Oh, I was stretching.
It looks like you really got injured for a moment.
I was yawning and stretching at the same time.
Holy crap.
Yeah.
Anyway, hi, I'm Zandy.
Okay.
Here's the thing.
We are going to do an episode today.
I was behind on the calendar that I'm supposed to do for patrons every month.
I apologize.
So we're going to do a Between You and Us today, which is where we read reviews that have been submitted
over the many years by our listeners.
But beforehand, we were thinking,
oh, well, we've been working on new content for Patreon.
What should we do?
And we did this whole brainstorming session,
chat GPT was no help.
And then we decided, oh, I know.
Why don't we watch an episode of Naughty,
Naughty's Toyland.
Naughty's Toyland, please finish that.
Not Naughty, exactly.
Don't say Naughty.
And that's really good content for our OnlyFans.
I mean, for our, no.
Oh, dear God.
I'm kidding, okay, for Patreon, Naughty's Toyland.

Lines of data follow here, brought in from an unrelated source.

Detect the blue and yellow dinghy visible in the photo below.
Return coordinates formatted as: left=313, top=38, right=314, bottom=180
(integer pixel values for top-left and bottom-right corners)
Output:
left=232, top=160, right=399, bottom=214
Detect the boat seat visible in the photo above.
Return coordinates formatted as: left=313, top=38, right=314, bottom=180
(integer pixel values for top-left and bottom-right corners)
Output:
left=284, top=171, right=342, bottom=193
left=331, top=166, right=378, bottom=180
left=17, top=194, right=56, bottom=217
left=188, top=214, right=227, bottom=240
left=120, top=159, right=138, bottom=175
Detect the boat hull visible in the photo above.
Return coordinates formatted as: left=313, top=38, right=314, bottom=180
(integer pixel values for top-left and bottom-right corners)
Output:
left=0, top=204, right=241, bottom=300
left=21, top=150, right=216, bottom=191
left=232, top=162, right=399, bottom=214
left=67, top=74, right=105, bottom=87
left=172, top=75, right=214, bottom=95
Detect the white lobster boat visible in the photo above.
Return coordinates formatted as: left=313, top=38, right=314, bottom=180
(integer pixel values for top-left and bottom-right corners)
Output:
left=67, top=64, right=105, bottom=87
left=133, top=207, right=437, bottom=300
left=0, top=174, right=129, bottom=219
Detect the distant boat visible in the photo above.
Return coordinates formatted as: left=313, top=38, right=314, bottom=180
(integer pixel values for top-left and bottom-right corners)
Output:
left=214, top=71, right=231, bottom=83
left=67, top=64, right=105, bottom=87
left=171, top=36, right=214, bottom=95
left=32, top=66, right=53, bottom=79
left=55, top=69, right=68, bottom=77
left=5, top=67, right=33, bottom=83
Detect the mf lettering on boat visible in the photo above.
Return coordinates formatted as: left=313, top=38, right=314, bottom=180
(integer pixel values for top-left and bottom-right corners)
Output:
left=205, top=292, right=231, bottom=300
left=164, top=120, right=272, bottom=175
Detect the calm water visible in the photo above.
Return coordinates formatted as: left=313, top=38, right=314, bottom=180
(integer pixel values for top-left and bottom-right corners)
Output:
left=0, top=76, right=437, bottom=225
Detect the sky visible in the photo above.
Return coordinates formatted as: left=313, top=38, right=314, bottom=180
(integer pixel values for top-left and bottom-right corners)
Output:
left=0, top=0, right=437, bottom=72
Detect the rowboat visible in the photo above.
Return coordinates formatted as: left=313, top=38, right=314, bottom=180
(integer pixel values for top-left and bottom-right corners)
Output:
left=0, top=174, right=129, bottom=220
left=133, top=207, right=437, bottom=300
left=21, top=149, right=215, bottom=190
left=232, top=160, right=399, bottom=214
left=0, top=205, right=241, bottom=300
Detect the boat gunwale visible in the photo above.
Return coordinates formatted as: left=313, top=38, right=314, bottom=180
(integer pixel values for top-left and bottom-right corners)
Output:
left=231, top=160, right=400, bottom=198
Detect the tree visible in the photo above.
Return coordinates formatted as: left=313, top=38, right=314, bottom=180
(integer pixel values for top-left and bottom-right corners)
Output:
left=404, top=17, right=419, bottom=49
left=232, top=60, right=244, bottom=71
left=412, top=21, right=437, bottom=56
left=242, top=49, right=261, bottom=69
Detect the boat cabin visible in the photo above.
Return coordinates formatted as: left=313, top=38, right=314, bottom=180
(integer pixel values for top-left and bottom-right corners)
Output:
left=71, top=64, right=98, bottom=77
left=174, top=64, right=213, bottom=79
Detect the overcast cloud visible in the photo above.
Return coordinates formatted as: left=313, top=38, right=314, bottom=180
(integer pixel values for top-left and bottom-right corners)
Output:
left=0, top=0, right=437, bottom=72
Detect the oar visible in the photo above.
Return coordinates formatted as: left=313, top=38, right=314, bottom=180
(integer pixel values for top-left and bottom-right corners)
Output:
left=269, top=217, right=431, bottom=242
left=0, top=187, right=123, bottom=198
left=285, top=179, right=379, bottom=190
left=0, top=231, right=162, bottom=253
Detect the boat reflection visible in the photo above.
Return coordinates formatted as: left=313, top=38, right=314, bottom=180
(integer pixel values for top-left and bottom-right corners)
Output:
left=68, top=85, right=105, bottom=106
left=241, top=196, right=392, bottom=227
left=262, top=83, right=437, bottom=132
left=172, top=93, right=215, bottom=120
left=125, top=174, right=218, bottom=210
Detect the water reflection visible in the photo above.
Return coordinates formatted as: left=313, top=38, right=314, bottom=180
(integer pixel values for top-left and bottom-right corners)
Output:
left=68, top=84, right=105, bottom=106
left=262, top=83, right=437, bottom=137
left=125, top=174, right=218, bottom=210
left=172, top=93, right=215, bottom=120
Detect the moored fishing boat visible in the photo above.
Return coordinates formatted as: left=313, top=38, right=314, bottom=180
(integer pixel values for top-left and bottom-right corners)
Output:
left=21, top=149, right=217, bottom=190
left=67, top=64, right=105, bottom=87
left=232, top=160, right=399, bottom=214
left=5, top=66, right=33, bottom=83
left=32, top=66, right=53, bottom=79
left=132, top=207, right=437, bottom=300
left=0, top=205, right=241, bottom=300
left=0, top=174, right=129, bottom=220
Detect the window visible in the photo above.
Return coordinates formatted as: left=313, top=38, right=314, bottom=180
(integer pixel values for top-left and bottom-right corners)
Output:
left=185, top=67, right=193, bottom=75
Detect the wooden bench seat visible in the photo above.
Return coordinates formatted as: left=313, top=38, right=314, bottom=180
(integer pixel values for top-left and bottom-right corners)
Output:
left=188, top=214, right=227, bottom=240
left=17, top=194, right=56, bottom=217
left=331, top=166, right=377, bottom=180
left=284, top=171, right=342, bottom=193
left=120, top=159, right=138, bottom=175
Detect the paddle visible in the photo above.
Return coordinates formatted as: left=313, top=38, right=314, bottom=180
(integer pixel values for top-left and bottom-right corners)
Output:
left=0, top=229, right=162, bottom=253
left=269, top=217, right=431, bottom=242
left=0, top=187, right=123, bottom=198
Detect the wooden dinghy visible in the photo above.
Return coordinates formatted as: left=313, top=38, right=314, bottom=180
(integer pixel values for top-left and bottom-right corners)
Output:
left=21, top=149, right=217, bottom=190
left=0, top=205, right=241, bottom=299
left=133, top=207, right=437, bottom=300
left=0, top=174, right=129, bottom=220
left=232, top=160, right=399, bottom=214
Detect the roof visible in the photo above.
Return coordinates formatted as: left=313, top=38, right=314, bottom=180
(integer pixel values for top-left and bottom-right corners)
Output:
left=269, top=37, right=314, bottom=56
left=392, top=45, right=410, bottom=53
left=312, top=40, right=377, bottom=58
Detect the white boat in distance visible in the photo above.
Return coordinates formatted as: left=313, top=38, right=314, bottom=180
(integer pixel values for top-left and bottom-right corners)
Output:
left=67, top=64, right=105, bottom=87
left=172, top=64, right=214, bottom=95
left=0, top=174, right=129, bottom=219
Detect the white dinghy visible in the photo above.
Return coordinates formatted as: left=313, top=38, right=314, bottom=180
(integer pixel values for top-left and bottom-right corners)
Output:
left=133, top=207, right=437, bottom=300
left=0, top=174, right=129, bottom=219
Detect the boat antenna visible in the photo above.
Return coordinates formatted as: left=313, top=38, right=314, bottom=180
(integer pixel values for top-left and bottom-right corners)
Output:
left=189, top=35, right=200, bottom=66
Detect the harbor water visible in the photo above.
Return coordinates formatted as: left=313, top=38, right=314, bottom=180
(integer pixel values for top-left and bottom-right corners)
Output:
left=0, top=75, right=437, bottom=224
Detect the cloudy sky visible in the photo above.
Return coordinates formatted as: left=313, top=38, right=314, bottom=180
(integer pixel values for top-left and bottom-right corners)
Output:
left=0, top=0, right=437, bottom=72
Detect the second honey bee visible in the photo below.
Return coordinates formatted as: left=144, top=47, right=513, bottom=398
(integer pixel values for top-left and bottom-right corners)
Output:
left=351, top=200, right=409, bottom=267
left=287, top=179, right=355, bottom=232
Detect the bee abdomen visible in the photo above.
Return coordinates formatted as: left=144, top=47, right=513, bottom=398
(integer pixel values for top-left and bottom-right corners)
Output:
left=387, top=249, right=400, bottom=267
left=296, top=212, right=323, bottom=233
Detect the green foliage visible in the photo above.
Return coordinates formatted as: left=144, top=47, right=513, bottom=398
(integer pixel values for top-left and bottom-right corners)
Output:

And Ux that are silent for a moment,
and he goes
i found season one episode one so we're gonna watch 10 minutes and 42 seconds i saw the light
leave his eyes but we're gonna try commentating and watching that on patreon so if you want to
um you can join me also 42 someone's gonna call me it's 10 minutes 28 seconds that's
center nobody is gonna do that only your own mental illness I'm paranoid which has sort of become its own entity at this point so we're gonna
do that afterward we're gonna film that afterward and then post it to patreon if
anyone wants to join we also have plans to do spookly the square pumpkin viewing
at some point probably like in a Halloween time frame so yeah we have a
lot of fun stuff planned we just wanted to mention that before we forgot, but otherwise, we're kind of doing a free for all today.
Yeah, it's a lot of fun.
I'll start us off here with one from Bean Sheher.
Bean sent in a review of Casio's Italian restaurant
in Jasper, Alberta, Canada.
Does Casio like a keyboard?
With, but with two S's. Okay, okay, okay, because that my Casio like a keyboard? With two S's.
Okay, okay, okay.
Because that my first thought was a keyboard.
Yeah, it's like a piano.
That's a normal- Dueling digital piano board,
like bar.
It's like a dueling digital piano.
Dueling keyboard, yeah.
Like keyboard, like the digital piano.
Are you all right?
No, I am not.
You can just say Casio, okay?
Why did, okay. Casio. Go ahead. Here's a one
star review with owner response. I am poorly satisfied with this place. First off the food
was terrible. It tasted like a dog peed in my food and it was very dry. The staff were fine but my
food was so gross I would not come back until they figure out how to make their food better. End of review.
Okay, so first of all, it was too dry?
Here's a response from owner.
Your comments are unacceptable.
If a dog peed in your food, it wouldn't be dry.
You didn't complain when you were asked if all was okay.
Then don't complain after.
Please go somewhere else.
They deserve you.
We really don't deserve you
with your presence in our dining room.
End of response.
Oh my God.
First of all, I think we can all agree that's ridiculous.
They have a point.
The dog pissed all over your food.
They have a point and it was also my point which is very validating.
I'm glad you went there. It was clear you had the same conclusion. It was clear Cassio and I.
Yeah dueling pianos. Dueling digital pianos of course. That's right and um wow yeah. I mean.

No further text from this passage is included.